Bryan L. Roth, MD, PhD, professeur émérite Michael Hooker de thérapeutique protéique et de protéomique translationnelle à l’école de médecine de l’UNC, a dirigé la recherche, qui a été publiée aujourd’hui dans Cell.

« Il existe différents niveaux de compréhension de la façon dont les médicaments comme le LSD fonctionnent. »

« Il existe différents niveaux de compréhension de la façon dont les médicaments comme le LSD fonctionnent », a déclaré Roth. « Le niveau le plus fondamental consiste à découvrir comment le médicament se lie à un récepteur sur une cellule. La seule façon de le faire est de résoudre la structure. Et pour ce faire, vous avez besoin de la cristallographie aux rayons X, l’étalon-or. »

C’est ce que le laboratoire de Roth a accompli – essentiellement « geler » le LSD attaché à un récepteur afin que son équipe puisse capturer des images de cristallographie. Il s’avère que lorsque le LSD s’accroche au récepteur de sérotonine d’une cellule du cerveau, la molécule de LSD est verrouillée en place parce qu’une partie du récepteur se replie sur la molécule de médicament, comme un couvercle. Et elle reste en place.

« Nous pensons que ce couvercle est probablement la raison pour laquelle les effets du LSD peuvent durer si longtemps », a déclaré Roth, qui détient une nomination conjointe à l’UNC Eshelman School of Pharmacy. « Le LSD met beaucoup de temps à se fixer sur le récepteur, et une fois qu’il y est, il ne s’en va plus. Et la raison est ce couvercle. »

Pour autant, un trip d’acide finit par se terminer. Certaines molécules de LSD se détachent de leurs récepteurs lorsque le couvercle se déplace. De plus, les cellules cérébrales finissent par répondre à cette étrange molécule en aspirant le récepteur dans la cellule, où il – ainsi que le LSD – est dégradé ou désassemblé pour être recyclé.

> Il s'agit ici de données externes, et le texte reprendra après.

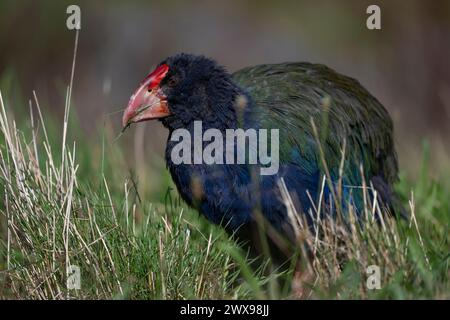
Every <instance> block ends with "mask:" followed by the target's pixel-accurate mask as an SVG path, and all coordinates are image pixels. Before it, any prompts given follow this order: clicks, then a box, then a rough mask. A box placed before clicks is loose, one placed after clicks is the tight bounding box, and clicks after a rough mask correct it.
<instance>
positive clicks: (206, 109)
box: [164, 75, 253, 134]
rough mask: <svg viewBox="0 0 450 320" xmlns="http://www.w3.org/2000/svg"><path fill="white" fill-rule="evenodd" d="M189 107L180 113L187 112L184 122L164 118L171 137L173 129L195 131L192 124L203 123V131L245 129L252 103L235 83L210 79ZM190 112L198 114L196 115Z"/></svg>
mask: <svg viewBox="0 0 450 320" xmlns="http://www.w3.org/2000/svg"><path fill="white" fill-rule="evenodd" d="M193 97H194V98H193V99H191V100H190V101H191V105H185V106H183V107H182V109H186V110H190V116H189V117H188V118H187V119H186V118H167V119H165V120H164V121H165V123H164V125H165V126H166V127H168V129H169V131H170V134H172V133H173V131H175V130H176V129H187V130H189V131H191V130H194V123H195V122H197V121H201V122H202V126H203V129H204V130H207V129H218V130H220V131H222V132H225V130H226V129H237V128H248V127H252V125H251V120H250V119H251V118H252V117H251V113H252V110H253V101H252V98H251V96H250V95H249V94H248V93H247V92H246V91H245V90H244V89H242V88H241V87H240V86H238V85H237V84H235V83H234V81H233V80H232V79H231V77H230V76H229V75H227V76H222V77H218V78H216V79H212V80H211V81H210V82H209V83H208V84H207V85H205V86H204V87H202V88H201V89H199V90H198V92H196V94H195V95H193ZM193 110H198V111H197V113H195V112H193Z"/></svg>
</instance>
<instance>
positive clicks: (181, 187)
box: [123, 54, 398, 242]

Les chercheurs postdoctoraux Daniel Wacker, PhD, et Sheng Wang, PhD, ont dirigé les expériences visant à cristalliser le LSD lié à un récepteur de la sérotonine et à découvrir pourquoi il reste lié si longtemps. « La sérotonine, évidemment, frappe ce récepteur sur les cellules du cerveau », a déclaré Wacker. « Mais nos expériences montrent que la sérotonine n’interagit pas avec ce couvercle de la même manière que le LSD. »

Bien que d’autres laboratoires aient rapporté que le LSD se « lave » du liquide cérébral en quatre heures, ces expériences ne pouvaient pas déterminer ce qui se passait sur ou à l’intérieur des cellules du cerveau. Le laboratoire de Roth a montré pour la première fois que le LSD n’est absolument pas éliminé par lavage des récepteurs de sérotonine situés dans la membrane des cellules cérébrales en quelques heures.

Bien que d’autres laboratoires aient rapporté que le LSD « se lave » du liquide cérébral en quatre heures, de telles expériences ne pouvaient pas déterminer ce qui se passait sur ou à l’intérieur des cellules cérébrales.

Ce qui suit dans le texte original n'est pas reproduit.